The quotation is significant: It is from the story of the golden
calf. Aaron has taken their gold and formed the calf, uttered the
blasphemy “This is your god who took you forth from the land of Egypt”
and promised a festival so “They rose early the next day, and offered
burnt offerings and brought sacrifices of well-being; and the people sat
down to eat and drink, and rose up to revel.” (Ex 32:6)

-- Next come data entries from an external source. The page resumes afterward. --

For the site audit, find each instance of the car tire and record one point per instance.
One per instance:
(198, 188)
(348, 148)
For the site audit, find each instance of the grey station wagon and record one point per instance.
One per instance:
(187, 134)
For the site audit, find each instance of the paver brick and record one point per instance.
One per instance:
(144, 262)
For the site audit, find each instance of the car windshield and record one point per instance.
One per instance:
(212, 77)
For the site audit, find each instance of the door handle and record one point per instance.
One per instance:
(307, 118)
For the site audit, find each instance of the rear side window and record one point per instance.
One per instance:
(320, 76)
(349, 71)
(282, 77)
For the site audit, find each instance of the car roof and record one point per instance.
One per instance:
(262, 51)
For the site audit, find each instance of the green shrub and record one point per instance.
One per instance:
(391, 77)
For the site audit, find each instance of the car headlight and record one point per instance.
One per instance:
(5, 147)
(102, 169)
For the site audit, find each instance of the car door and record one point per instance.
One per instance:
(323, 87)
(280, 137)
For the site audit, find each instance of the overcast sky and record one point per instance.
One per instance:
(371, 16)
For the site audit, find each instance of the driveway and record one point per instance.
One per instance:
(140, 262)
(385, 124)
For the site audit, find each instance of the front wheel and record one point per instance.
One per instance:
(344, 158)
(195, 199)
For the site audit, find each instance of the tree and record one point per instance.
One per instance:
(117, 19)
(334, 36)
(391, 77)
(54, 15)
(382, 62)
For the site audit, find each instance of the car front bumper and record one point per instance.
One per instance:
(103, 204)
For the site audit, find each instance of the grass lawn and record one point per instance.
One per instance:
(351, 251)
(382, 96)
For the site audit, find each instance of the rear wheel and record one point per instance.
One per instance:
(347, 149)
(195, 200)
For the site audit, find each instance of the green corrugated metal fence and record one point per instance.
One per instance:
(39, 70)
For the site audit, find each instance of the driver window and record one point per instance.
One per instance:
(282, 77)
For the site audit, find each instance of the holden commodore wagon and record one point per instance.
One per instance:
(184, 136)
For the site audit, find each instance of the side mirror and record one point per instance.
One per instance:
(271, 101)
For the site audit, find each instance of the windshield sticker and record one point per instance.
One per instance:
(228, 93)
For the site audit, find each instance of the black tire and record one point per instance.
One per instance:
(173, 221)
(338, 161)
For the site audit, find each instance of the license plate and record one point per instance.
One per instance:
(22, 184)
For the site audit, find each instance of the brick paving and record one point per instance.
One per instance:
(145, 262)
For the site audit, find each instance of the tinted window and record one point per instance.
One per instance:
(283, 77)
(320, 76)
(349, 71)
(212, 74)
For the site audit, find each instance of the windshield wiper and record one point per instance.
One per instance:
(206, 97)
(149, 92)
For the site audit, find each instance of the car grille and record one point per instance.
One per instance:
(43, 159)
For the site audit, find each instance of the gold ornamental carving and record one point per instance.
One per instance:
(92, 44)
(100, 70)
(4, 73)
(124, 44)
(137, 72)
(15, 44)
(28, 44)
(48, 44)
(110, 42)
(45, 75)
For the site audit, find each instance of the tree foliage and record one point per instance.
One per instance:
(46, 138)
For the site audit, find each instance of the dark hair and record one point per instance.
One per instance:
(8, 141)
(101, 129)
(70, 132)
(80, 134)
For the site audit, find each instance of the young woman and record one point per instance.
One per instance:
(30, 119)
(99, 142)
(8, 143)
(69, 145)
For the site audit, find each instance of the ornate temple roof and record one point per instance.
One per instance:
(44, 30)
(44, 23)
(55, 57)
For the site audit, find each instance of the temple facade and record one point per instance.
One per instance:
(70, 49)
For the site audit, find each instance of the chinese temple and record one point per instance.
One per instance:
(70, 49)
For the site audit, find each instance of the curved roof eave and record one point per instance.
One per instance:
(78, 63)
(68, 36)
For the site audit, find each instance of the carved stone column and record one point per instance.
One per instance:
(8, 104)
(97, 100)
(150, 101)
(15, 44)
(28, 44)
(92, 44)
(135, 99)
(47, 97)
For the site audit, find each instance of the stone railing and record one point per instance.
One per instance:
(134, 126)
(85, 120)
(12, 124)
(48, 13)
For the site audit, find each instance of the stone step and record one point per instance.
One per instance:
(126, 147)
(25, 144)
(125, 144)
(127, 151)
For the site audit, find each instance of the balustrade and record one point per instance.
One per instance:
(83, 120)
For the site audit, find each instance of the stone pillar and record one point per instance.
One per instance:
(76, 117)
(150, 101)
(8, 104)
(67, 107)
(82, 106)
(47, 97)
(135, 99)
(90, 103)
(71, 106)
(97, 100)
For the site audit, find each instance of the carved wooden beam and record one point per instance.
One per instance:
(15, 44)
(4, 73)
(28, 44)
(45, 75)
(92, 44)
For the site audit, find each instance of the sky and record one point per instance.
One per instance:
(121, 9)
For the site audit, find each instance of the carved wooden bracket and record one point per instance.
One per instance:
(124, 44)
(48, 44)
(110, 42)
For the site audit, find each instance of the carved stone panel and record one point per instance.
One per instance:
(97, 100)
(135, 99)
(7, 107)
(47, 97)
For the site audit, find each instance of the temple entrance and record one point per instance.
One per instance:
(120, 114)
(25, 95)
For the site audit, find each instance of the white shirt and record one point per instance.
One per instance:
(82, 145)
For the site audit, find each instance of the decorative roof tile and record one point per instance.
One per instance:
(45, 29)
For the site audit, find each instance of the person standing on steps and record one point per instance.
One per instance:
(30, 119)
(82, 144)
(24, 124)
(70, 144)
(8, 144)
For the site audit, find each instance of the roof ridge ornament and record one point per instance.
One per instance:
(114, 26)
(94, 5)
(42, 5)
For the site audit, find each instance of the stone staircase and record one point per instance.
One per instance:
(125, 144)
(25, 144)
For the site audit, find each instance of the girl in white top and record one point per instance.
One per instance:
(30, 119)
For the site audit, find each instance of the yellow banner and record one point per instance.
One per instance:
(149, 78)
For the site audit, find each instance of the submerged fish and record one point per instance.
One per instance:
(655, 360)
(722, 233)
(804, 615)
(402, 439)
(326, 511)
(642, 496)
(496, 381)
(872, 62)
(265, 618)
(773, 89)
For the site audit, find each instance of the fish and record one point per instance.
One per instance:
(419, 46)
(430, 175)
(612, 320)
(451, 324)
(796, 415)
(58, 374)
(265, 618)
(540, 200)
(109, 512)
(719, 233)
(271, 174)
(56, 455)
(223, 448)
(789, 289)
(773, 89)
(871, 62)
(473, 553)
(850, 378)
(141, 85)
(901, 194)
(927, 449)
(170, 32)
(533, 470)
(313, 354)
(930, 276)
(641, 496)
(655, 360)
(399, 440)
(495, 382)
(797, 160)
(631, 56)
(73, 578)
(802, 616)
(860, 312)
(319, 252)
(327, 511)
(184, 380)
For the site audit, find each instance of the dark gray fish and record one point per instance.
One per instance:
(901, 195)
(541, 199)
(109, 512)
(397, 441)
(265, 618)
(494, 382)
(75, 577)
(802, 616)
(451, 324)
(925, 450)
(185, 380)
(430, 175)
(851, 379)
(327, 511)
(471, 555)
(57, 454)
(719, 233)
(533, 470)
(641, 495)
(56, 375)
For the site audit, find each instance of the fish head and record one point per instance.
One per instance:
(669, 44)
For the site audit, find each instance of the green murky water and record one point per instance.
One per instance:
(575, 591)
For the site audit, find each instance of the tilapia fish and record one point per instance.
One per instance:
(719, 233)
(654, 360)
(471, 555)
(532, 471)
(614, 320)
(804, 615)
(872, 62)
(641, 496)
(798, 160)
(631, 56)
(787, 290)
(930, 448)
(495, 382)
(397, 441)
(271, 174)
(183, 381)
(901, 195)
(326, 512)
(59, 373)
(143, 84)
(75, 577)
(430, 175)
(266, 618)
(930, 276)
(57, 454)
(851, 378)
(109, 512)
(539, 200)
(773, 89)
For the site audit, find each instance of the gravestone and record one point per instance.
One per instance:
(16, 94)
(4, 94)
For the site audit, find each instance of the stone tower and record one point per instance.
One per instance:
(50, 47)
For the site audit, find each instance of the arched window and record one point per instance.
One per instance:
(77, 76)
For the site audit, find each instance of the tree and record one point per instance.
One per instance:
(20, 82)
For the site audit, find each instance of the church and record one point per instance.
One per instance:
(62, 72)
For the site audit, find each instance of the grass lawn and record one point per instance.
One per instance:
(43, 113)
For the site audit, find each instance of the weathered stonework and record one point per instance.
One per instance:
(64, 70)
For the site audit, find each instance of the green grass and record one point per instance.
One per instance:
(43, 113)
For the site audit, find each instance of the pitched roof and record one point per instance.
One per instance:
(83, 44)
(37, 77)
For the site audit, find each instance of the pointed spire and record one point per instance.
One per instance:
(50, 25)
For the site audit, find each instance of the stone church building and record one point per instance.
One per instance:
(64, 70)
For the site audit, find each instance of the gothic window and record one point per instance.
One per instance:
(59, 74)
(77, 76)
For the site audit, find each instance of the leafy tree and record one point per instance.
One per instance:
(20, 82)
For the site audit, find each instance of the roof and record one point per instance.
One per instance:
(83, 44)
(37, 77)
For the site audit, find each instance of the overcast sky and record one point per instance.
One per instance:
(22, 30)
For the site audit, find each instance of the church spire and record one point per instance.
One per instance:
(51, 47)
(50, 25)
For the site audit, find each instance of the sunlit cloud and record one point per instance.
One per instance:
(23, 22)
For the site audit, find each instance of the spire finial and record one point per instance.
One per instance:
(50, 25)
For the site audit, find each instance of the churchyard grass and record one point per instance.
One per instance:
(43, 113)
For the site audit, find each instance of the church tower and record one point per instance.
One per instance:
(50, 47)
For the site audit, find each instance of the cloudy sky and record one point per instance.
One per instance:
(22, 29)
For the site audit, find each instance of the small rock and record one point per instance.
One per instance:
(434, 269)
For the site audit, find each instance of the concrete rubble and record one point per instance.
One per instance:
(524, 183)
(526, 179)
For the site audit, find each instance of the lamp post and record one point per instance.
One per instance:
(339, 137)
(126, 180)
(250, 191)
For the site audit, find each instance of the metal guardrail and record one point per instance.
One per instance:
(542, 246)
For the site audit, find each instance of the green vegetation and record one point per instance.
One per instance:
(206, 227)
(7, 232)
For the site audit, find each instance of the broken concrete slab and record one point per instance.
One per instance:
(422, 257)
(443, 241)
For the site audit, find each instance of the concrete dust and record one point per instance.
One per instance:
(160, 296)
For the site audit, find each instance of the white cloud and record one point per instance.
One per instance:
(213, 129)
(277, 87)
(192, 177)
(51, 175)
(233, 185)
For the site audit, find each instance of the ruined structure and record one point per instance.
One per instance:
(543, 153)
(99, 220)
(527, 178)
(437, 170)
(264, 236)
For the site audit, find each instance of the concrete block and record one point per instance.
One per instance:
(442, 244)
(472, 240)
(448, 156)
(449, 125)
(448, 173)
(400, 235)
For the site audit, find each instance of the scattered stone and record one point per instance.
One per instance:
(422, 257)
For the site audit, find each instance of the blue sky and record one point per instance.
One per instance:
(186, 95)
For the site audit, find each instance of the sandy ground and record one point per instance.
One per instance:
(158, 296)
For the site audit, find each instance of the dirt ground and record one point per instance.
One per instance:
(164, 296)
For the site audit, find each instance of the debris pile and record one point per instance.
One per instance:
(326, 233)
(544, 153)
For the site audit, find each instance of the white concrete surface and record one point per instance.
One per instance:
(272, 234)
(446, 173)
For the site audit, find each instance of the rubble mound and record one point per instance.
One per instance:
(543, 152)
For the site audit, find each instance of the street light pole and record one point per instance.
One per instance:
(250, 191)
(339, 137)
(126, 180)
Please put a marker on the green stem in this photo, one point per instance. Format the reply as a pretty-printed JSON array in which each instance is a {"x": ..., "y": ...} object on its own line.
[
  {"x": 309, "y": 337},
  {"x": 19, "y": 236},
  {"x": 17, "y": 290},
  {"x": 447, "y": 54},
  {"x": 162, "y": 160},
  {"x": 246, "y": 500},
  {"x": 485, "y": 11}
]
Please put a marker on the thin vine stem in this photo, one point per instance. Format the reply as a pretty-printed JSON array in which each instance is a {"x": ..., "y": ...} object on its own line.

The tribe of Levi remained faithful to the LORD, and they exacted his
vengeance by killing 23,000 who were not faithful. The reference to
death by serpents were to those who referred to manna as wretched food.
Manna was a God given gift and to complain about it was to complain
about God with predictable results. In this case death by seraph (fiery)
serpents. (Numbers 21:4–9)

Our passage starts again with “Do not grumble as some of them did and
suffered death by the destroyer.” (1 Co 10:10) This is a warning for us
who have experienced the death and resurrection of Jesus. For Paul this
is “the end of the ages,” there is no greater or deeper covenant,
relationship, with God and our fellow humans. We must then avoid the
complacency that comes from pride. We can fall as well, and we have been
warned.

We read this in Lent to examine our relationship to our worship. True
worship brings us closer to Jesus by strengthening our covenant
relationship with him, our fellow humans and nature. Paul today is
showing us that if we forgot that this is a gift, we will become blind,
then rebellious and then fallen.

The horrors around us are many. The news from Ukraine seemingly
cannot get worse, until it does. The images are indelible, until they
fade. The people of Ukraine have our attention and support now but what
about six months from now when they will be either rebuilding their
nation, fighting a guerrilla war, or some ghastly combination of the
two? What will we feel then? Worship and principally the Eucharist is
God’s way to maintain fellow feeling.

It is true for home as well. Although the maniac who shot homeless
men at daybreak in our own city has been captured, many on our streets
are still in danger? What do we feel about these poor men who barely
exist on the margins of our society. Do we feel connected to them? Would
we feel differently someone was murdering grandparents? Worship must be
connected to real charity to be true.

Paul tells us today that if those in need do not receive our material
charity then God has not received our spiritual worship.